Ingredients
Equipment
Method
Step-by-Step Instructions
- Prepare the Mashed Potatoes: Start by peeling and cubing 2 lbs of Yukon gold or Russet potatoes. Place the potatoes in a large pot and cover with salted water, bringing it to a boil. Cook for 15-20 minutes until fork-tender, then drain thoroughly. Add ½ cup of warm milk, 4 tablespoons of unsalted butter, and sprinkle with salt and pepper. Mash until creamy, ensuring there are no lumps. Keep warm on low heat while you prepare the rest of the meal.
- Glaze the Carrots: In a large skillet over medium heat, melt 2 tablespoons of butter. Add 1 lb of peeled and sliced carrots, along with 2 tablespoons of brown sugar and a pinch of salt. Pour in a splash of water, then cover the skillet and let it simmer for 10-12 minutes, stirring occasionally until the carrots are tender. Remove the lid for the last few minutes to allow the glaze to thicken nicely.
- Cook the Chicken: Season 4 boneless, skinless chicken breasts or thighs generously with salt, pepper, garlic powder, and onion powder. In the same skillet used for the carrots, heat 2 tablespoons of olive oil and 1 tablespoon of butter over medium-high heat. Sear the chicken for 4-5 minutes per side until golden brown and the internal temperature reaches 165°F. Remove the chicken from the skillet and set aside.
- Make the Creamy Herb Sauce: Reduce the skillet heat to medium-low and add another tablespoon of butter.

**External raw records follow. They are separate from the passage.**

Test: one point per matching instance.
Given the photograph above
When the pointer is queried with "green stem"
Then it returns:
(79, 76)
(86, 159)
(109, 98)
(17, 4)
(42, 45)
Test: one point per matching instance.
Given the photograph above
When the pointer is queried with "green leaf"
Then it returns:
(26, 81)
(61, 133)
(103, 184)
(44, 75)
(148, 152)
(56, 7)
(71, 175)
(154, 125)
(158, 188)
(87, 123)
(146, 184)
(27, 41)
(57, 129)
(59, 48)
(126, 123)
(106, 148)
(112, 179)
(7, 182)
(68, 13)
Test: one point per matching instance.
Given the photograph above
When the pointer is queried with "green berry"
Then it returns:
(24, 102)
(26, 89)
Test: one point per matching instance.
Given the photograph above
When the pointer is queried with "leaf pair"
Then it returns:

Once melted, stir in 3 minced garlic cloves and sauté until fragrant, about 30 seconds. Pour in 1 cup of chicken broth, scraping up any flavorful bits stuck to the pan. Allow the broth to simmer for a minute before adding ¾ cup of heavy cream, 1 teaspoon of Dijon mustard (if using), and 1 teaspoon of dried Italian herbs. Stir and let it simmer for 3-5 minutes until thickened.
- Combine Chicken and Sauce: Return the seared chicken to the skillet, ensuring it's well coated with the creamy sauce. Let it simmer for an additional 2-3 minutes, allowing the chicken to absorb the flavors of the sauce while warming through. Sprinkle with fresh parsley and thyme.
- Plate the Dish: To serve, place a scoop of mashed potatoes on each plate as a base. Arrange the chicken on top or alongside, drenching it in the herb cream sauce. Finish with the sweet glazed carrots on the side.
Nutrition
Notes
For enhanced flavor, use fresh herbs wherever possible and allow cooked chicken to rest before slicing.